Three months later, and Russia is facing the opposite problem. The ruble has risen rapidly — perhaps by too much — and threatens to become a burden for the country’s exporters and budget.

Last week, the Central Bank of Russia slashed interest rates down to 11% — they stood at 20% in late February — as it tried to tame the rampant ruble.

Some analysts and economists are skeptical of this narrative. Timothy Ash, a strategist at BlueBay, has said the idea that the ruble has become too strong is “all part of Kremlin PR”, and that the currency is being “stage-managed.”

Whether or not that’s the case, Russia is rapidly loosening many of the strict policies it put in place to boost the ruble at the start of the war.

Insider this week spoke to Iskander Lutsko, chief investment strategist at broker ITI Capital in Moscow, to get a take from inside the country.

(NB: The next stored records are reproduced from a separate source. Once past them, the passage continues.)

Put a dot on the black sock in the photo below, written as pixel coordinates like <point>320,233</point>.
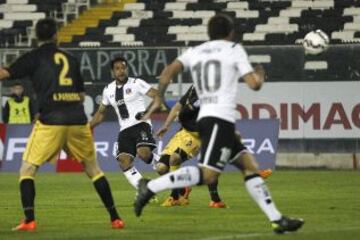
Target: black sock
<point>181,191</point>
<point>103,189</point>
<point>213,192</point>
<point>27,191</point>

Strong ruble threatens government spending

Lutsko said the ruble had become too strong for the Russian government, in particular because it posed a threat to the budget. That’s a worry for Moscow, which has ramped up its spending as it funds its operations against Ukraine and as the Russian economy slows under the weight of sanctions.

Russia’s oil and gas exports now account for around 65% of tax revenue in the country, Lutsko estimated, as prices have surged and other industries have suffered due to sanctions.

“Our reliance and sensitivity to oil prices have significantly increased,” he said.

The issue is that energy sales are predominantly priced in foreign currencies, particularly dollars. These must be converted back into local currency for spending in Russia, and a high exchange rate means the government gets fewer rubles for its sales.

Almost all restrictions loosened

So what steps is the Kremlin taking? Lutsko says Moscow has reconsidered virtually all of its capital controls, except for limits on using dollars.

A key move has been a cut for exporters in the amount of foreign-currency earnings they must convert into rubles, from 80% down to 50%. The government has also hiked the amount Russians can transfer out of the country, to $50,000 from $10,000.

Lutsko said the ruble has been weakened by a rumor — which the central bank denies — that the government could resume an earlier policy for oil and gas revenues. The speculation is it might put some of these foreign-currency revenues directly into Russia’s sovereign wealth fund.

The ruble was up around 2% Tuesday to trade at roughly 63 to the dollar, but has weakened considerably from 55 earlier this month. It’s still far stronger than the 140 level hit just after the invasion.

Government still controls the currency

Lutsko said the Russian government and central bank are still the dominant forces controlling the ruble, with little in the way of foreign trading to speak of.

Moscow is able to control the currency thanks to the huge inflows of money it’s receiving from oil and gas sales, boosted by the jump in energy prices.

“The current account — balance of payments — has enjoyed maybe one of the best five months in its history because of the high oil price,” the strategist said.

Other analysts are making a similar point. Robin Brooks, chief economist at the Institute for International Finance, tweeted Sunday: “To really hurt Russia, you must hit its current account surplus, which only an energy embargo does.”